Perhaps the key is to appeal to their desire to be as financially free as the influencers they aspire to become. True wealth, and ultimately financial freedom, doesn’t come from a single savings account or cash tucked in a shoebox under the bed. Financial independence is earned through consistent investing and, while this doesn’t happen overnight, teens and young adults do uniquely possess a very powerful gift as investors: time.
The earlier you begin having these conversations with your teens, the more time they’ll have to wrap their heads around the concept, ask questions, and make the mistakes they can learn most from while there is less at stake. Granted, many grown adult Canadians still lack sufficient financial literacy for themselves. So, as a parent who may also be learning themselves, how can you support your teenager with the appropriate resources and guidance to get started with investing?
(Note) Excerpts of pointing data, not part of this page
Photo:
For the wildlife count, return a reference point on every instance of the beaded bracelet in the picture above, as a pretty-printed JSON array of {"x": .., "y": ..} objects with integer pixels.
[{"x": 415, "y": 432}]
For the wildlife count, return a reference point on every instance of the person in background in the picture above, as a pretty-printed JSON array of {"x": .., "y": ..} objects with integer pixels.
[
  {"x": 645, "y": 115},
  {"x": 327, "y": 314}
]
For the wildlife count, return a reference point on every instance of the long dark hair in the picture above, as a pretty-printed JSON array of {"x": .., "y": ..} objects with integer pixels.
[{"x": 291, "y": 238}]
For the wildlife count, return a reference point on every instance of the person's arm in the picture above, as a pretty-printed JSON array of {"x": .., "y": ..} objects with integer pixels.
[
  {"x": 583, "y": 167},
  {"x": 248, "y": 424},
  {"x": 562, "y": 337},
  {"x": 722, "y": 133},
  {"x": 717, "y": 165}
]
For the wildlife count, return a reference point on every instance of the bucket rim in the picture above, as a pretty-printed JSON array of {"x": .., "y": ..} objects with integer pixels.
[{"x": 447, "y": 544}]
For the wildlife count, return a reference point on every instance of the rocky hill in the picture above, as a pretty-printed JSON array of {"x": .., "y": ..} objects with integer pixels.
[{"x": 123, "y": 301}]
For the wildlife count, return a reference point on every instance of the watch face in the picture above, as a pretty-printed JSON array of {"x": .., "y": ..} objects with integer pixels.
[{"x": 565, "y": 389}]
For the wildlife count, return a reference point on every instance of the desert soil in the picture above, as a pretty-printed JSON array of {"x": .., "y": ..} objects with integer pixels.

Here are three quick and smart ways to go about it.
Explore money management as a family.
Start having conversations about money out loud. When you’re talking about paying bills with your partner or deciding whether to buy one product over the other at the grocery store, narrate your thought process out loud for your kids to overhear. Money shouldn’t be a taboo subject, and until financial literacy becomes more deeply embedded within school curriculums, the subject remains shrouded in mystery if it’s not addressed early on at home.
Take advantage of interactive learning tools.
There are endless avenues of financial literacy resources available online for free, many available on our website! Explore the wide range of user-friendly learning materials and interactive tools for a hands-on learning experience. You can create a budget together with your teen, crunch the numbers on investment goals, explore what it takes to qualify for a mortgage, and even use tools that help you compare Canadian Banks to see how their savings and investment accounts compare.
Illustrate the power of compounding.
The best time to start investing was yesterday, and the next best time is right now. When it comes to investing, time is the key ingredient to let compounding work its magic. The sooner you start contributing to your investment accounts, the less you’ll have to set aside overall. Take advantage of our programs and calculators to illustrate the difference to your teen what investing looks like when savings being at their age versus your own, as this is sure to drive the point home!
These three steps are a fantastic way to start the learning process and prime your teen to become a financially savvy young adult, but truthfully the learning never stops. With student loan debts at an all-time high, don’t let your teen’s first encounter with money management be crippling debt loads and a bombardment of credit card offers from kiosks on college campuses in exchange for a swag bag of trinkets! By encouraging the right conversations and providing the right resources, you can create financially literate kids who will become financially empowered adults.